My box score tells me that Anthony Randolph hit four of ten fourth-quarter shots on Wednesday (plus all four of his free-throws). But although I remember many ambling, off-balance drives to the hoop I don’t actually specifically remember him making any. I certainly did appreciate watching Randolph’s awkward fourth-quarter dominance. I loved watching him use every ounce of his ample skill and athleticism to spin directly into the help defense, leaping hopelessly before planting a wicked behind-the-back bounce pass to Luke Ridnour in the corner. I loved seeing him demand the ball in the post, anxious to drop his syrupy science on Solomon Jones as the Wolves nursed their 20-odd point lead throughout the waning stages of the game. I was amazed by his languid, half-awake movements and his two-thirds intentional decisions. The Pacers (Tyler Hansbrough not included) had clearly given up the ghost; almost nobody was still paying any attention; it was Anthony Randolph’s time.
As for those poor Pacers, only Paul George’s last-second, flying putback dunk prevented them from achieving the worst single game field-goal percentage of any team in the Association this year. As it was, they shot 29.6% from the floor, managed only seven assists on 24 made baskets and lost by 26 to a 15-win team who only hit 38.5% of their own shots. Excluding Hansbrough (who had only the gimpy Kevin Love and his own innate doofiness to contend with), their starters hit five of 36. Certainly nothing to sneeze at. (By the way, this victory, the Wolves’ 16th of the season, officially eclipses last year’s sad total. And its just early March!)
Some of this was the Wolves’ doing. As Kurt Rambis pointed out postgame, the Pups made uncommonly decisive defensive rotations and helped intelligently and aggressively. And while he was not slouching his way into his customary foul trouble, Darko Milicic managed to block four Pacer shots and generally swallow up Roy Hibbert, his Pacer counterpart.

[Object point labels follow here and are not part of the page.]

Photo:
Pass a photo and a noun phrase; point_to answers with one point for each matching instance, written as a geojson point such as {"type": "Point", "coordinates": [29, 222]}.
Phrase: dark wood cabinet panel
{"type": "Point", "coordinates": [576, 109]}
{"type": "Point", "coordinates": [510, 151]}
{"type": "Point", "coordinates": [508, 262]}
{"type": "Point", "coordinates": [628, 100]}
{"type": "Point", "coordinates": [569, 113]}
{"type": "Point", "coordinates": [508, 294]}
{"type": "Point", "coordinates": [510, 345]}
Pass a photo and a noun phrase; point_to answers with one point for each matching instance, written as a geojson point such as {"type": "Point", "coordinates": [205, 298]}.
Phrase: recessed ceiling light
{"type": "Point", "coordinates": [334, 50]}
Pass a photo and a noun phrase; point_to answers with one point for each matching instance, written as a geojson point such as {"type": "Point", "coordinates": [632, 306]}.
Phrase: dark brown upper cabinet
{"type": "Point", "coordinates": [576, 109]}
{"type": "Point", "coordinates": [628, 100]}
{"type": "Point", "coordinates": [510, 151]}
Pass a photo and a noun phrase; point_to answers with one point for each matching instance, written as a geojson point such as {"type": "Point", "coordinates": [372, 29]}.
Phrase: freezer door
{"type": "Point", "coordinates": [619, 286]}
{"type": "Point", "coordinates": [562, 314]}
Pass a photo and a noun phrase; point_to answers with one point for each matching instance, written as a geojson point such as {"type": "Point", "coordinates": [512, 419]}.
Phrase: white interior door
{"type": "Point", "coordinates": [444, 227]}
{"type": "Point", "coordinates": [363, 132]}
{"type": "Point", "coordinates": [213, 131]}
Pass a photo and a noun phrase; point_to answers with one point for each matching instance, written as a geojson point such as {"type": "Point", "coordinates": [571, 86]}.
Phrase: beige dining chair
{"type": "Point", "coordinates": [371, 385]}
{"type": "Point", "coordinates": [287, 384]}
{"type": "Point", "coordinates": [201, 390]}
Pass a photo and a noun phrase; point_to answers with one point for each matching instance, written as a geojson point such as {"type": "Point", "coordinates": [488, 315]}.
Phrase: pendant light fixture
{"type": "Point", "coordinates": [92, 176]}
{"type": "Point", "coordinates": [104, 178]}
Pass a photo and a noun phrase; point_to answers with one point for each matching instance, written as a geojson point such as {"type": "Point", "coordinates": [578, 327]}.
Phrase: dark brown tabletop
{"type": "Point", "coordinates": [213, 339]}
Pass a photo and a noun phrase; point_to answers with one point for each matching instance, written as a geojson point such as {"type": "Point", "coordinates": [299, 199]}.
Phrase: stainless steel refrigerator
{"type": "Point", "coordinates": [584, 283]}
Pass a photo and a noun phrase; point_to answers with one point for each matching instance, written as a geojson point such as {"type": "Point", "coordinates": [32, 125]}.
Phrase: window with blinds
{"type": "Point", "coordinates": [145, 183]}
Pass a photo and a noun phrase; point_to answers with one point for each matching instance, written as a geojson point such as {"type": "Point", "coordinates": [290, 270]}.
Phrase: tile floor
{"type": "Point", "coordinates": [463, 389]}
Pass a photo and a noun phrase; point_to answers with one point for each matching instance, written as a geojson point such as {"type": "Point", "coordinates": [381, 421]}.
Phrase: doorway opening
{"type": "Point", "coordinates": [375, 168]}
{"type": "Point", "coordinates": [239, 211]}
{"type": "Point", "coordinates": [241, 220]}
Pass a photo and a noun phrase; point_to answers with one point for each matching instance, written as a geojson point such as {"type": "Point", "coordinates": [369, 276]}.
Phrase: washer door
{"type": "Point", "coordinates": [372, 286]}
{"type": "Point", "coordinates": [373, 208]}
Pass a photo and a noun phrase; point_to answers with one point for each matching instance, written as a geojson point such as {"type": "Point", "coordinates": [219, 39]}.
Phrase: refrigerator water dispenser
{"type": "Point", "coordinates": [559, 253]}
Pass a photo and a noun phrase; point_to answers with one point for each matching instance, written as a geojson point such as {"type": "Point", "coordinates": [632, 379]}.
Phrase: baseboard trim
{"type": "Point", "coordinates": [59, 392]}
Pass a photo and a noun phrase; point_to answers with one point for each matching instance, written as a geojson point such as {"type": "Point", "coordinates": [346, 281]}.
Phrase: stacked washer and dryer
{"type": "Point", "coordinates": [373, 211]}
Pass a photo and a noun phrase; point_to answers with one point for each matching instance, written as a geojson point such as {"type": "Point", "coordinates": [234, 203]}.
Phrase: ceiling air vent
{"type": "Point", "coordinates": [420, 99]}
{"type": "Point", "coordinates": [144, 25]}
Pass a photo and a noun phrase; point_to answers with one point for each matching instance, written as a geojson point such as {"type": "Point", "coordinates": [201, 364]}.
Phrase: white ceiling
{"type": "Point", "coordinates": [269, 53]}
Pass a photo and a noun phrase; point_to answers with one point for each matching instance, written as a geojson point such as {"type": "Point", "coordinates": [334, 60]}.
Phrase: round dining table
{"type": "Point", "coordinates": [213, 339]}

But there was something rotten and still with the Pacers on Wednesday. Hibbert took no free throws and missed every one of his six gentle field goal attempts. Danny Granger–who, had he not been fouled by Darko in the process of badly bricking a three, would have had even worse numbers than his already nightmarish 10 points on 2-19 shooting–looked like a sad, waxy mannequin of Danny Granger. These Pacers missed open jumpers; they missed layups and dunks. They were lifeless.
But while I was certainly captivated both by the Pacers’ malignantly cold shooting and Anthony Randolph’s garbage time performance art, the crowd only had eyes for Kevin Love. Surely the strangest elements of this game and the long, strange season in general, have been the lusty standing o’s given to Love in his pursuit of this pseudo-non-record.
I certainly have no desire to discredit Love for his really stunning rebounding and consistency. And Myles has already dwelt both on the impressiveness and irrelevance of this long streak. But I just want to remark on the weirdly off-key fact of a crowd rising to cheer in its fullest voice for a man on a 15-win team rolling in a free-throw for his tenth point of a truly unsightly game. I will say this about Minnesota: these winters are long and we do talk really strangely, but we will dole out some serious love if you give us even half an excuse.